Python - RegEx for splitting text into sentences (sentence-tokenizing) [duplicate]

This question already has answers here:
How can I split a text into sentences?
(20 answers)
Closed 3 years ago.
I want to make a list of sentences from a string and then print them out. I don't want to use NLTK to do this. So it needs to split on a period at the end of the sentence and not at decimals or abbreviations or title of a name or if the sentence has a .com This is attempt at regex that doesn't work.
import re
text = """\
Mr.

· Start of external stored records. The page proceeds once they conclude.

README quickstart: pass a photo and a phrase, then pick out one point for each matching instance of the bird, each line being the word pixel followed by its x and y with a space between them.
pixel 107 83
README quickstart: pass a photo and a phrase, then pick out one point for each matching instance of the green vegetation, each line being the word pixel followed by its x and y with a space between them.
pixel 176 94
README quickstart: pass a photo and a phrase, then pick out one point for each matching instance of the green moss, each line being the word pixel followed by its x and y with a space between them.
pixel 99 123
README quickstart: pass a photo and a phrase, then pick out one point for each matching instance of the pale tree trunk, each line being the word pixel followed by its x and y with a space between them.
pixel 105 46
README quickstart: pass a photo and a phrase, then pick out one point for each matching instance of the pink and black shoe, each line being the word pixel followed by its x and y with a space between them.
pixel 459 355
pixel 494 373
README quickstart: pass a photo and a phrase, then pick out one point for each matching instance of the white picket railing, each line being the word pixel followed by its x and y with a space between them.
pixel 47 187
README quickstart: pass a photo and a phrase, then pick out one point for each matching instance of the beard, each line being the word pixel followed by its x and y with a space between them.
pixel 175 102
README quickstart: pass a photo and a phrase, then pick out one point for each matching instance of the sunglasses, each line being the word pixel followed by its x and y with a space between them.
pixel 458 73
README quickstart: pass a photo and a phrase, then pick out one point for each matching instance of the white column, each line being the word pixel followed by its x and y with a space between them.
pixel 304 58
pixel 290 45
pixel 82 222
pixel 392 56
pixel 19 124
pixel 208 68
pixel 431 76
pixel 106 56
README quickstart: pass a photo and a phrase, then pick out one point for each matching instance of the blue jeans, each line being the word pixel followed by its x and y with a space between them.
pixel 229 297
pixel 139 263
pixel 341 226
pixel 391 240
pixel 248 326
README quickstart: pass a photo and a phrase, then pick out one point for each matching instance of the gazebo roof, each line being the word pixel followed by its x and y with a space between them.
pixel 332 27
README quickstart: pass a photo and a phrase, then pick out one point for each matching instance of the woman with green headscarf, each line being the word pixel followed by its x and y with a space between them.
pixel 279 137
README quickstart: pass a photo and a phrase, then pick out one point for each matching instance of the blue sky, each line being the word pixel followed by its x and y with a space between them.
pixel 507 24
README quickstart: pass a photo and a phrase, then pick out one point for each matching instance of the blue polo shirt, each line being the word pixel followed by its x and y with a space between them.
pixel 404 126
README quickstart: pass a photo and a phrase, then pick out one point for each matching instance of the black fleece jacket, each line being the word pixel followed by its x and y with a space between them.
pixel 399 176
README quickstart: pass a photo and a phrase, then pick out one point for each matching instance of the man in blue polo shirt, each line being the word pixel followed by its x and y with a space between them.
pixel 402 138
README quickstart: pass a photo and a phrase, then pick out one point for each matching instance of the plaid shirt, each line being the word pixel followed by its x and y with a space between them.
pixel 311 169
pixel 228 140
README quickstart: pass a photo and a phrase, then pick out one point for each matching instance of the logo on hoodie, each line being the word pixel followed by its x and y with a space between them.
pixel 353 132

Smith bought cheapsite.com for 1.5 million dollars, i.e. he paid a lot for it. Did he mind? Adam Jones Jr. thinks he didn't. In any case, this isn't true... Well, with a probability of .9 it isn't.
"""
sentences = re.split(r' *[\.\?!][\'"\)\]]* *', text)
for stuff in sentences:
print(stuff)
Example output of what it should look like
Mr. Smith bought cheapsite.com for 1.5 million dollars, i.e. he paid a lot for it.
Did he mind?
Adam Jones Jr. thinks he didn't.
In any case, this isn't true...
Well, with a probability of .9 it isn't.
(?<!\w\.\w.)(?<![A-Z][a-z]\.)(?<=\.|\?)\s
Try this. split your string this.You can also check demo.
http://regex101.com/r/nG1gU7/27
Ok so sentence-tokenizers are something I looked at in a little detail, using regexes, nltk, CoreNLP, spaCy. You end up writing your own and it depends on the application. This stuff is tricky and valuable and people don't just give their tokenizer code away. (Ultimately, tokenization is not a deterministic procedure, it's probabilistic, and also depends very heavily on your corpus or domain, e.g. legal/financial documents vs social-media posts vs Yelp reviews vs biomedical papers...)
In general you can't rely on one single Great White infallible regex, you have to write a function which uses several regexes (both positive and negative); also a dictionary of abbreviations, and some basic language parsing which knows that e.g. 'I', 'USA', 'FCC', 'TARP' are capitalized in English.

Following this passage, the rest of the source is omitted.